The tantalising prospect of lower interest rates continued to create demand. Many are convinced that Germany will edge its rates lower early in the new year, leaving the way clear for another UK cut.

Institutional buying, partly for year-end window dressing, and the continuing revival of private investor confidence kept the market on its toes.

Savoy Hotel, a narrow market, was one of the day's outstanding performers. Takeover hopes pushed the low voting 'A' shares up 80p to 713p. The shares have soared since Sir Hugh Wontner, a fierce defender of the Savoy's independence, died last month.

The popular talk is that Forte, the majority shareholder in the Savoy but lacking control, will try to mop up the shares it does not own. But under a standstill pact Forte, which has sold its contract catering operation, cannot increase its stake until the end of 1994.

Lower interest rate hopes were good for bank shares but Standard Chartered's 24p jump to 568p owed much to a James Capel recommendation and the pounds 200m sale of Far Eastern investments and properties, regarded as, in effect, a rights issue by the market.

Imperial Chemical Industries had to contend with another profit downgrading. Smith New Court was thought to have done the damage. It has come down from pounds 575m to pounds 550m for this year and from pounds 740m to pounds 700m for next. The shares, however, managed to put on 10p to 1,035p.

British Airways, as the USAir deal collapsed, rose 5p to 307p. Redland, spurred by a variety of influences including buy suggestions from SG Warburg and Societe Generale Strauss Turnbull, jumped 34p to 424p, a two-day gain of 49p. But takeover favourite Tarmac fell 3p to 110p as forecasts were lowered after meetings with analysts.

Mallett, the London antique dealer, jumped 19p to 73p as a bidder, thought to be Asprey, the jeweller, materialised.

Pubs chain J D Wetherspoon, floated last month at 160p, continued to make progress, closing 6p higher at 210p. Other drink shares were strong, with Allied- Lyons improving 11p to 661p.

Clyde Petroleum, following the award of two North Sea exploration licences, edged forward 2.5p to 37.5p. Premier Consoldiated Oilfields, also winning a new licence, rose 1.5p to 24p.

Aran Energy was another oil stock to move higher.
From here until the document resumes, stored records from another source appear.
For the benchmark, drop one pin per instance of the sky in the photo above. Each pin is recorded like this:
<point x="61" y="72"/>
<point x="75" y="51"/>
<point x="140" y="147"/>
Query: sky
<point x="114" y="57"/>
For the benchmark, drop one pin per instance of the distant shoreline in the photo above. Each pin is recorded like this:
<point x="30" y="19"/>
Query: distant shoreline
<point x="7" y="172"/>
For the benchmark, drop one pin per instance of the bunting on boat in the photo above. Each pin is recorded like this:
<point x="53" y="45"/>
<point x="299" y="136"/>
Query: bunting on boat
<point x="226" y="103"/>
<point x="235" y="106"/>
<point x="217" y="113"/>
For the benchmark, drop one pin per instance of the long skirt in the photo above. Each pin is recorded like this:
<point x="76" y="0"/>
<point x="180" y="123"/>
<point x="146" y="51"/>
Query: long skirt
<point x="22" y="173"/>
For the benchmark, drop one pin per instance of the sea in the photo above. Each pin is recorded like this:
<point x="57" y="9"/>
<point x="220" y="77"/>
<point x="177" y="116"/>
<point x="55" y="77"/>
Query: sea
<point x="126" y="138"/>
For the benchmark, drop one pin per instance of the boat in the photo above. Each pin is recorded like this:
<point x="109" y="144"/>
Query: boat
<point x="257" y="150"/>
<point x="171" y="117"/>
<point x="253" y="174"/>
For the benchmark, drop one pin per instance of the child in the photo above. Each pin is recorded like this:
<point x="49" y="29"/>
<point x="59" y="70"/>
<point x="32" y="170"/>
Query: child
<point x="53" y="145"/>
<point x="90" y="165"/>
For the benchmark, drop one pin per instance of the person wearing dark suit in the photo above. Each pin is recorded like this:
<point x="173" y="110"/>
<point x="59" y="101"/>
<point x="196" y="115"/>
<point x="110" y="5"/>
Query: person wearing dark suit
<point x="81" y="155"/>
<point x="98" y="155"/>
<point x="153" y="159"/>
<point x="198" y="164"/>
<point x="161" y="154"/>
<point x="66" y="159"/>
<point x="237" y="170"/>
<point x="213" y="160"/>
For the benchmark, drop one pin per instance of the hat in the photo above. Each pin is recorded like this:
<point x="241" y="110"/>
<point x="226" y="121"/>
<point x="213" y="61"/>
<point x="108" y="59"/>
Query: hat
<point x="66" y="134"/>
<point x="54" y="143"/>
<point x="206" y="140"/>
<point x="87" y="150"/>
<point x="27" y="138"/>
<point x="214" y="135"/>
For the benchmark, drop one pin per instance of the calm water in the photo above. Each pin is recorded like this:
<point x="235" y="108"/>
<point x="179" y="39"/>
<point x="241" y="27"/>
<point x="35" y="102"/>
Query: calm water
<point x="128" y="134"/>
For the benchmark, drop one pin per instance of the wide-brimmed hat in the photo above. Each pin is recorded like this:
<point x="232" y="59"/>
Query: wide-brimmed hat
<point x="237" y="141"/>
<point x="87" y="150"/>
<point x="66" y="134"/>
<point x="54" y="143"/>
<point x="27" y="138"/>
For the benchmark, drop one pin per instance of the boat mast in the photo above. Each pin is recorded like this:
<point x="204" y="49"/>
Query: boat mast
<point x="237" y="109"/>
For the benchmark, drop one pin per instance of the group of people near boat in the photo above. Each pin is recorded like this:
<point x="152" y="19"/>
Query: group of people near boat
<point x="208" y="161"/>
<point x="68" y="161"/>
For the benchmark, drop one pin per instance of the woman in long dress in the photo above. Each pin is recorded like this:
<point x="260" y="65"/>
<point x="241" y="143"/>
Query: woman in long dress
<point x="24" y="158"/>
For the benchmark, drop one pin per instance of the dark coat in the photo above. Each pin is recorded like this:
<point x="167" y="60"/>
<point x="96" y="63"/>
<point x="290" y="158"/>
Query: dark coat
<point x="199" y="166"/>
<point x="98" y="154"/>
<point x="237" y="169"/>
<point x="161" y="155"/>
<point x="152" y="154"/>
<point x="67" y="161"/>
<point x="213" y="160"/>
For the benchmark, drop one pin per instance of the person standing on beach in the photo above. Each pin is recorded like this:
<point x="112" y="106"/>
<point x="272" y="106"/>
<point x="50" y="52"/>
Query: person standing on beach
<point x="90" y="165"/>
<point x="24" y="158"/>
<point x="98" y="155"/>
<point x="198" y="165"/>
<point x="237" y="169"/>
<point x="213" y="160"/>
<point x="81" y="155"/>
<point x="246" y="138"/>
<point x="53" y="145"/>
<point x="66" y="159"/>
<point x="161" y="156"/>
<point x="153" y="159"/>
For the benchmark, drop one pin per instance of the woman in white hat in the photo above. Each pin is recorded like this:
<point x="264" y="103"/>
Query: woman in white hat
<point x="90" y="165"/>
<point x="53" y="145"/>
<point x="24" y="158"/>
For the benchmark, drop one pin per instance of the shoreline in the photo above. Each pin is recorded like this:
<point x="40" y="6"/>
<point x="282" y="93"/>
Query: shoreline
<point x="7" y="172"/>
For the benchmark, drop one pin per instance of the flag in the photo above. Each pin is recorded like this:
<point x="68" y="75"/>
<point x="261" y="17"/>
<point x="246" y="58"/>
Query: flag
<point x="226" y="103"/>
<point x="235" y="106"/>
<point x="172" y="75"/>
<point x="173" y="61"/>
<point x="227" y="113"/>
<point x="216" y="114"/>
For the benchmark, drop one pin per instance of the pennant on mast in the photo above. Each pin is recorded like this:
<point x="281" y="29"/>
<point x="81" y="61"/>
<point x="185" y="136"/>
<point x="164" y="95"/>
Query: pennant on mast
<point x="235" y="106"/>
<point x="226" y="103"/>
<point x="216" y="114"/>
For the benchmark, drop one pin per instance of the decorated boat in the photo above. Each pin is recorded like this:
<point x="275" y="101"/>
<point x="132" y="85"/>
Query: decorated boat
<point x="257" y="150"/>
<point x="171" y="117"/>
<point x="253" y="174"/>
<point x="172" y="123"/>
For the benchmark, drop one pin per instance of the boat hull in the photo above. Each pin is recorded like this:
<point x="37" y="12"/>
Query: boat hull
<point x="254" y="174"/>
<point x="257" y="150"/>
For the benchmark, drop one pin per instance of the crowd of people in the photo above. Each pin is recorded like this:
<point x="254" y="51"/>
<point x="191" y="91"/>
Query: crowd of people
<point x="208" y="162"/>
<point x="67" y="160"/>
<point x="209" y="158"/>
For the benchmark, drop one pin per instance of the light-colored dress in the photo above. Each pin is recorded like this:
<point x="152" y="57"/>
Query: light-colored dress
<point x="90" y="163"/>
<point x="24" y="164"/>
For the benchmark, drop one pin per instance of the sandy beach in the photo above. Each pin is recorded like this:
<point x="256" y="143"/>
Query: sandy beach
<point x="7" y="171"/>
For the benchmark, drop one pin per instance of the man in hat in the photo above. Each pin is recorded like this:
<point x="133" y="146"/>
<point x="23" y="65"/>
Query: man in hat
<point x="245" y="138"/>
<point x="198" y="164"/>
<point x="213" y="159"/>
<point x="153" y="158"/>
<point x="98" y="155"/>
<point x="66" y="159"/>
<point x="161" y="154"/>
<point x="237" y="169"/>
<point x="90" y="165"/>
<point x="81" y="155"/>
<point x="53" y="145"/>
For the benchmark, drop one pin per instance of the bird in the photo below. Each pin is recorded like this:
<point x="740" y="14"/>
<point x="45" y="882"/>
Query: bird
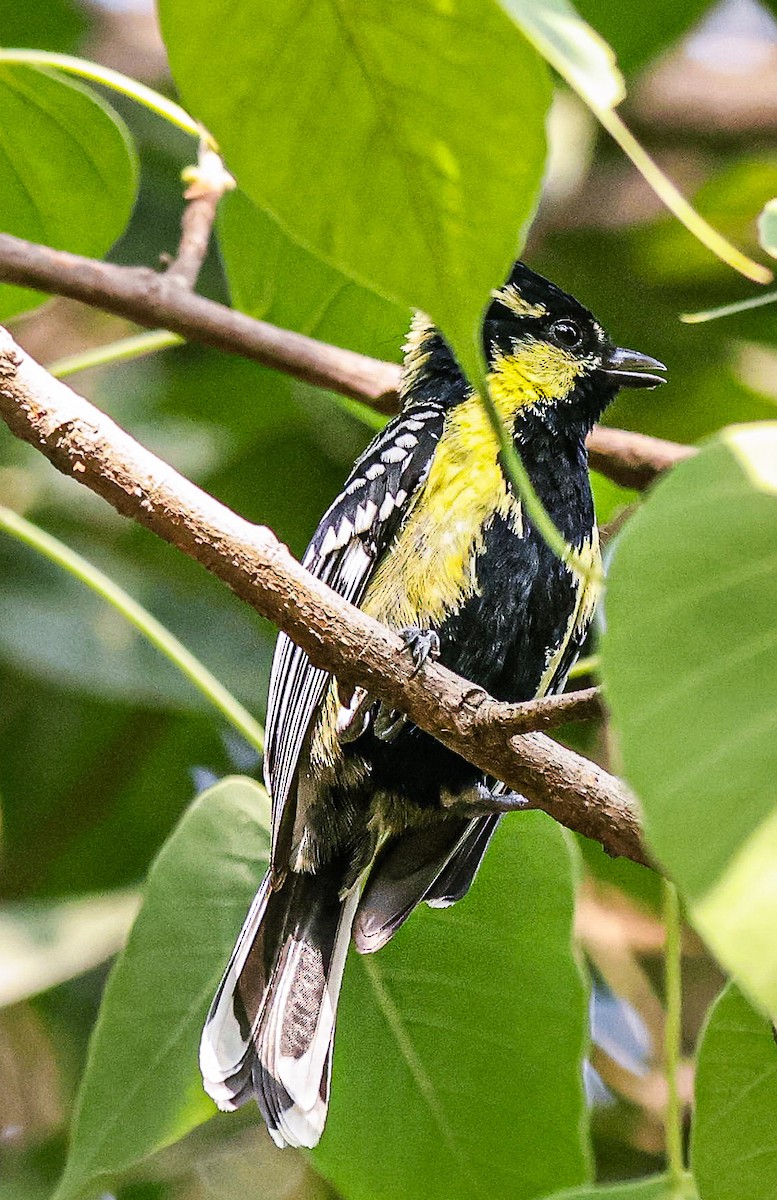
<point x="372" y="816"/>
It rose 1p to 17p, reflecting its 20 per cent interest in a North Sea block where oil has been discovered. Pict Petroleum, with a 10 per cent interest in the field, improved 2p to 98p.

Shares were again in exhilarating form, with the three leading indices hitting new highs. The FT-SE 100 index rose 34.3 points to 2,842, the FT-SE 250 gained 28 to 2,845.4 and the FT-SE 350 advanced 16.1 to 1,385.1. Turnover reached 815.1 million shares with 31,402 bargains. Gilts stocks rose by up to pounds 1/2.

Alexander Russell, Scotland's biggest sand and gravel group, continues to attract the attentions of the RMC giant. After sharply increasing its stake last week RMC has now lifted its shareholding to 26.77 per cent, buying another 1.4 million shares. The shares appear to have come from a group related to the Starmin construction group. Russell shares are 63p.

Upton & Southern Holdings, the department store and property group, held at 5p yesterday as a revamping exercise was unveiled. The group is raising pounds 785,000 through a placing of 100 million shares at 1p. Jeffrey Gould, who used to run the John Kent menswear retailing group, will become chief executive. U&S intends to sell its property operations.